Катя принесла поднос с кофе и тостами:
– Ваш кофе, мистер Гудмен…
Тут только он заметил ее и что-то коротко бросил ей по-английски. Это могло вполне означать: «Да не лезьте вы сейчас со своим кофе, черт побери!» Интересно, куда девается пресловутое американское джентльменство, когда в недобрую минуту рядом оказывается зависимый от тебя человек? Катя будто бы и не слышала его реплики и преспокойно расставила чашки по местам. Мистер Гудмен почти механически отхлебнул из своей и продолжал:
– Мы подготовили проект договора, его, конечно, нужно подкорректировать с учетом новых обстоятельств, но сумма, которую мы намерены вам предложить, остается прежней – сто тысяч долларов!

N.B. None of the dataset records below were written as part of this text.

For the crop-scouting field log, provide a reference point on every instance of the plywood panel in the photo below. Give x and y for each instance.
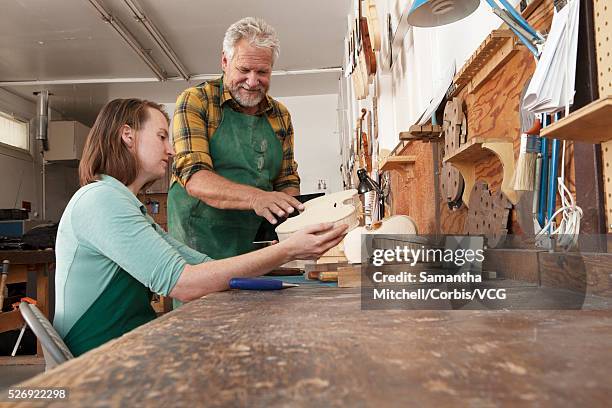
(492, 112)
(603, 38)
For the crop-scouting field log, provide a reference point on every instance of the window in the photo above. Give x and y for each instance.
(14, 132)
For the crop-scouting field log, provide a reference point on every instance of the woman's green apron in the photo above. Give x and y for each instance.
(245, 150)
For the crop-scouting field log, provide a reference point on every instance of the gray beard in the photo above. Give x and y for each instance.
(246, 103)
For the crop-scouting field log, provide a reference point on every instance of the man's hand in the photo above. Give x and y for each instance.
(272, 204)
(314, 241)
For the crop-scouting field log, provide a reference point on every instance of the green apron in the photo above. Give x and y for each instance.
(245, 150)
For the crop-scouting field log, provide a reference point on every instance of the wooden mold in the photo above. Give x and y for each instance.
(402, 163)
(476, 148)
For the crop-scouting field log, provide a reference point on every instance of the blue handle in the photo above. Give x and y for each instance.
(255, 284)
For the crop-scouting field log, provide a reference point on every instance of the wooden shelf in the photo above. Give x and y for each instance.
(403, 163)
(590, 124)
(425, 133)
(476, 148)
(531, 7)
(494, 51)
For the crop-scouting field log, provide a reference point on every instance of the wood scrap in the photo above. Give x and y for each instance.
(349, 277)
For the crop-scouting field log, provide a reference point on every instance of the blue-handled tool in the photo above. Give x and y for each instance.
(259, 284)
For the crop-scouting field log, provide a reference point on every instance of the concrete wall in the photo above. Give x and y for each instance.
(317, 150)
(21, 172)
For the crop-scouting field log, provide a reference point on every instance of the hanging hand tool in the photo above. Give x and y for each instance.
(5, 266)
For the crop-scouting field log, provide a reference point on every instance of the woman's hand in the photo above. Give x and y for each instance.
(314, 241)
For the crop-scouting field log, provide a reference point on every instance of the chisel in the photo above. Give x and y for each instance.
(259, 284)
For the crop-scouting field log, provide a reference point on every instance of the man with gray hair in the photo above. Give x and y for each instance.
(234, 149)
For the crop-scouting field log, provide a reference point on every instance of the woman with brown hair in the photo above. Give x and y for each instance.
(111, 256)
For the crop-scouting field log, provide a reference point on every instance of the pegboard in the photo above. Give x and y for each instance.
(603, 40)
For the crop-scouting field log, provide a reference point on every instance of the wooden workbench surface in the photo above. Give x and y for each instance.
(314, 346)
(28, 256)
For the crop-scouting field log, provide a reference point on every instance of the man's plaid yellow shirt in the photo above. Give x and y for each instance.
(198, 114)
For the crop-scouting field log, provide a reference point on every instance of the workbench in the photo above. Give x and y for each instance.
(314, 346)
(22, 263)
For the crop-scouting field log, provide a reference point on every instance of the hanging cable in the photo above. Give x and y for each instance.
(569, 227)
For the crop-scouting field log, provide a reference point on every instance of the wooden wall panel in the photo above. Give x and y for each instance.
(603, 36)
(492, 112)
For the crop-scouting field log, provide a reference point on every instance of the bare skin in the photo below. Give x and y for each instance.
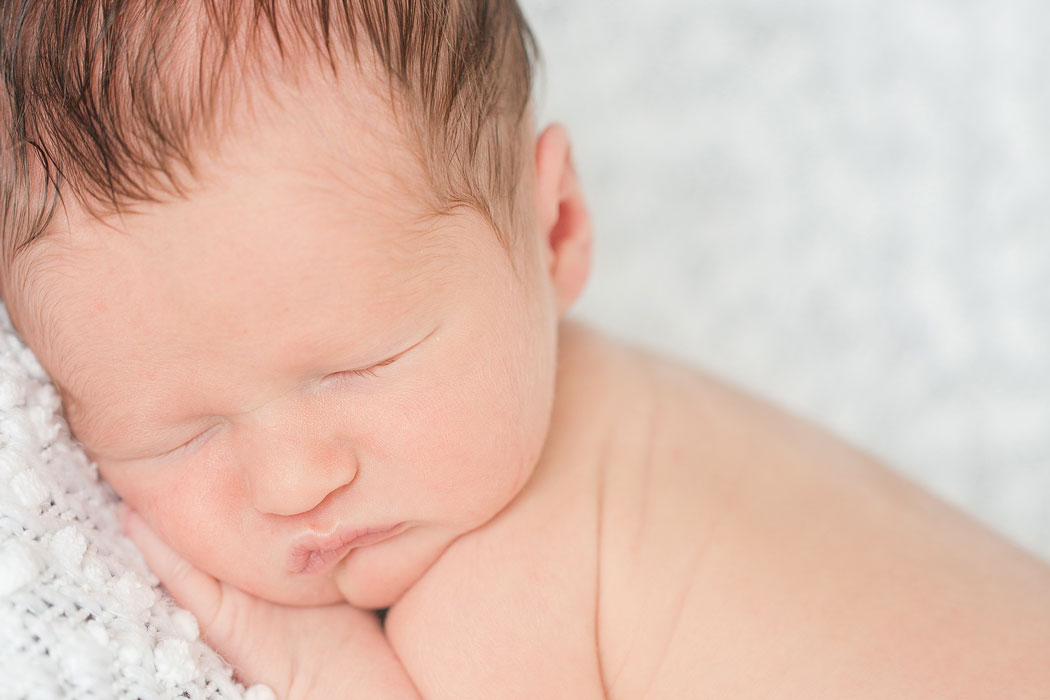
(726, 550)
(285, 356)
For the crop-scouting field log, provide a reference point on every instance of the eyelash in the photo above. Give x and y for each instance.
(368, 372)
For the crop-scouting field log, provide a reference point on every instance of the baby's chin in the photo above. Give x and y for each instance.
(371, 578)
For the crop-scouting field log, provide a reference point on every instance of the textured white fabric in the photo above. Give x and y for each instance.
(840, 204)
(79, 614)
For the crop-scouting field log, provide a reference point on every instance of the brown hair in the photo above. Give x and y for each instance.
(105, 99)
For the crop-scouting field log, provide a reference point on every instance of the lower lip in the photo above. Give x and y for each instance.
(310, 563)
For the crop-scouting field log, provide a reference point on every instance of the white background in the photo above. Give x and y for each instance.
(842, 206)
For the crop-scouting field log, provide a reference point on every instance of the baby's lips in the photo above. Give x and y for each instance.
(123, 512)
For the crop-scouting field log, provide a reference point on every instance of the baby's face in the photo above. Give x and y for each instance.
(294, 357)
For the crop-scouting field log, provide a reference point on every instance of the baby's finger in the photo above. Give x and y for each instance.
(190, 587)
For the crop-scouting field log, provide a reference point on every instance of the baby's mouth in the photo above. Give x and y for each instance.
(313, 553)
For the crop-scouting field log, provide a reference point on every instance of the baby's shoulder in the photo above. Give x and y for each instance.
(747, 543)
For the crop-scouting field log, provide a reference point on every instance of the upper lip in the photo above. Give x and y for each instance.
(313, 551)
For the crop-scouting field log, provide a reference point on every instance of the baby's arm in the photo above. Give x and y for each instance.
(301, 653)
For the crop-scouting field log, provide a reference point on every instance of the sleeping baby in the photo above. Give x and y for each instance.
(300, 273)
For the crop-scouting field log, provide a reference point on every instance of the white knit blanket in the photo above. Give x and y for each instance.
(81, 615)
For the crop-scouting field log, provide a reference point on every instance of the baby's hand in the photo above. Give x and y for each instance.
(324, 652)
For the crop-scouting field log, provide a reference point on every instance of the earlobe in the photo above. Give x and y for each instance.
(562, 216)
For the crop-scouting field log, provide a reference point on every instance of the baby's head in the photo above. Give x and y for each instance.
(305, 274)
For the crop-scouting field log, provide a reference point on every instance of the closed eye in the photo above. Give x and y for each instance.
(192, 443)
(368, 372)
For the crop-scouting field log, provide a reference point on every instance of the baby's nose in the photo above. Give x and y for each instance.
(292, 476)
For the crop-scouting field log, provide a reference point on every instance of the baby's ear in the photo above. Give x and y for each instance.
(562, 216)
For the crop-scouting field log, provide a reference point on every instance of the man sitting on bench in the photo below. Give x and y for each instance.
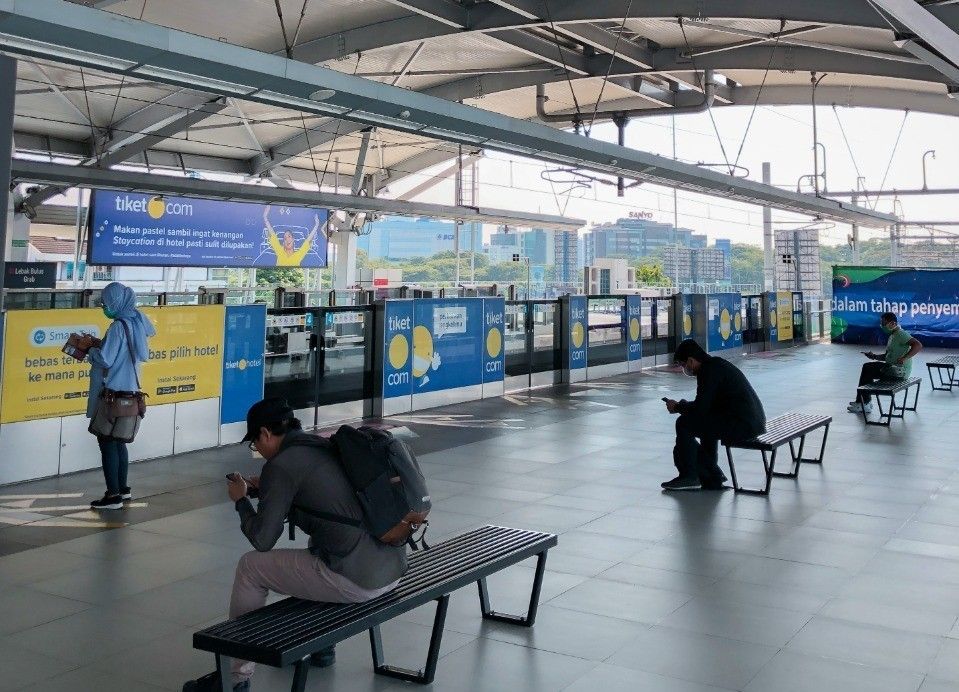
(726, 408)
(344, 564)
(894, 364)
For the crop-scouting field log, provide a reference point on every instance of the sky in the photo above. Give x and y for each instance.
(781, 135)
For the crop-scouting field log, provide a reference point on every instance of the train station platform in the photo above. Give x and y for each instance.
(845, 579)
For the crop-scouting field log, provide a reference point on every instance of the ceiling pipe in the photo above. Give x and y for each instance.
(709, 95)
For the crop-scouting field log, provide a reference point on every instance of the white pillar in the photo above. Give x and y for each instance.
(344, 271)
(769, 238)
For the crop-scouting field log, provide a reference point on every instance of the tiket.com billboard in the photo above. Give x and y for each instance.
(144, 230)
(243, 370)
(39, 381)
(926, 302)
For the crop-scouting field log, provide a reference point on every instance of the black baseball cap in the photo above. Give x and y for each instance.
(265, 413)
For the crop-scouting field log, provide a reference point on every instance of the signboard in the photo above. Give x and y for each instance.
(577, 332)
(926, 302)
(448, 344)
(144, 230)
(494, 342)
(634, 328)
(41, 382)
(397, 348)
(725, 326)
(30, 275)
(784, 315)
(243, 371)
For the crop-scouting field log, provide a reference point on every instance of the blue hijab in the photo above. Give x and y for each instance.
(121, 301)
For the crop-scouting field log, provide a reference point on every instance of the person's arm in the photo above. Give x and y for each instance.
(706, 389)
(263, 525)
(106, 355)
(914, 347)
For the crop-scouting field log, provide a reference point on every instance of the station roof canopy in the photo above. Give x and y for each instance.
(208, 86)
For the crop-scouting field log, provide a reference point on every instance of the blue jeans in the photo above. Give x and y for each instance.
(115, 460)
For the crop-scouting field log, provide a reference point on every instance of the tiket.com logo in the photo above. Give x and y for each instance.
(155, 207)
(243, 364)
(55, 337)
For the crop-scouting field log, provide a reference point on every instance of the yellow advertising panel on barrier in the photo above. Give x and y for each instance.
(39, 381)
(784, 315)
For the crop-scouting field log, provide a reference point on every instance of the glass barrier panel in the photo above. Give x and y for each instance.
(607, 331)
(290, 359)
(346, 374)
(546, 347)
(517, 356)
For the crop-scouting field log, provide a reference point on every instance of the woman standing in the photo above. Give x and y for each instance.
(115, 365)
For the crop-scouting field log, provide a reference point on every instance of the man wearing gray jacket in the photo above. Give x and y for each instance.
(343, 564)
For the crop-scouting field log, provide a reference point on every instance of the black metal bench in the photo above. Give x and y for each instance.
(889, 388)
(781, 430)
(288, 632)
(947, 364)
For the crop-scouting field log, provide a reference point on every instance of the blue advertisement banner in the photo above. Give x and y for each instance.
(577, 332)
(152, 230)
(773, 316)
(725, 321)
(494, 351)
(926, 302)
(634, 328)
(243, 370)
(397, 349)
(448, 344)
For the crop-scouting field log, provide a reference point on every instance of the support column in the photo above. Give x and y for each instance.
(8, 85)
(855, 235)
(769, 238)
(344, 271)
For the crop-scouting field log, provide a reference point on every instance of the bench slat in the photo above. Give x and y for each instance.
(782, 429)
(284, 632)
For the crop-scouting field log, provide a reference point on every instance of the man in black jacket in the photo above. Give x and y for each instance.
(343, 564)
(725, 408)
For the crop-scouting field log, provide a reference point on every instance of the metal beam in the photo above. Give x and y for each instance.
(76, 176)
(925, 25)
(144, 141)
(63, 31)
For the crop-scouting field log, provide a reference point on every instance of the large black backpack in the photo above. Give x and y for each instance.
(388, 483)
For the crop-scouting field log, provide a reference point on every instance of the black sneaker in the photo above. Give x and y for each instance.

Это был аргумент, который, по его опыту и разумению, уж точно должен был сразить эту непреклонную русскую даму наповал. Мистер Гудмен взял свою чашку и на этот раз с явным удовольствием отхлебнул из нее.
– Так что, мадам, сейчас мы, надеюсь, поладим?
Теперь самым решительным могло быть одно слово:
– Нет!
– Нет?! Вы так богаты, мадам? Подумайте, от чего отказываетесь: вы получаете 100 тысяч долларов за то, что неделю, не больше, предадитесь воспоминаниям о своей юности!
– Извините, мистер Гудмен, эту ситуацию я раз и навсегда обдумала более двадцати лет назад. Деньги, правда, тогда не фигурировали. Нет и еще раз нет!
Мистер Гудмен наконец поверил. И тут же преобразился – перед нею был другой человек: рыцарь, покоренный красотой и умом прекрасной дамы.
– Нет, так нет, мадам Санина! Американцы умеют признавать свое поражение. Вы замечательная женщина, и скажу прямо: завидую мужчинам, которых вы любили. Завидую мистеру Санину. Тем не менее я не буду скрывать своего сожаления о том, что мы не договорились. Поверьте, через пятьдесят лет о вашем романе с Чеховым, да и обо всех ваших увлечениях будут писать все кому не лень. И перемывать вам косточки, как говорят русские, придумывая Бог знает что! И только потому, что вы постеснялись или по другой причине не захотели рассказать правду. Красивую правду, мадам, как бы она вас ни смущала и ни печалила! Извините, пожалуйста, за вторжение, за неуместную настойчивость. И спасибо за прекрасный урок, мадам! Мы покидаем вас с мадам Давыдовой, но я не был бы американцем, если бы у меня не осталась доля надежды. Вот моя визитная карточка. Передумаете – позвоните!
Уже в дверях он еще раз поцеловал Саниной руку, а Катя смущенно и растерянно попросила разрешения поцеловать ее на прощаньи. И коротким трогательным поцелуем прикоснулась к ее щеке:
– Лидия Стахиевна, я так рада, что встретилась с вами и увидела, какая вы! Мне кажется, Чехов для вас и сейчас жив? Правда?
Санина не ответила. Закрыв дверь, она села на диван. Не сиделось. Подошла к роялю, открыла крышку, стала наигрывать что-то печальное, эклектичное из Моцарта, Чайковского, Кюи, вместе взятых. А может, это было что-то свое?
Глава 16
Все в ней всполошили эти нежданные гости. А ведь действительно может случиться именно так, как предрекает этот мистер Гудмен. Чего только не понапишут. Ну и пусть, она к этому не причастна. Да и в самом деле, она уже давно похоронила в себе Лику Мизинову, эту юную, мятущуюся и беззащитную, в сущности, девушку. Беззащитную перед своей увлеченностью, добротой и состраданием к мужчине, умеющему излить перед ней свою душу. Пусть пишут, что захотят! Она не подогреет интереса к их роману ни одной своей строчкой! Но коли напишут, что Чехов благодаря ей стал великим писателем, это полная чепуха. Стоит прочесть его ранние письма. Все в нем было уже тогда – уверенность в своем предназначении, неуемное любопытство к окружающим, сострадание к ближнему… А главное, упоение работой, способность подчинять ей все, в том числе и любовь. Нужны были лишь время и жизнь во всех ее проявлениях, чтобы раскрылся его талант. А что она? Она лишь частичка его жизни.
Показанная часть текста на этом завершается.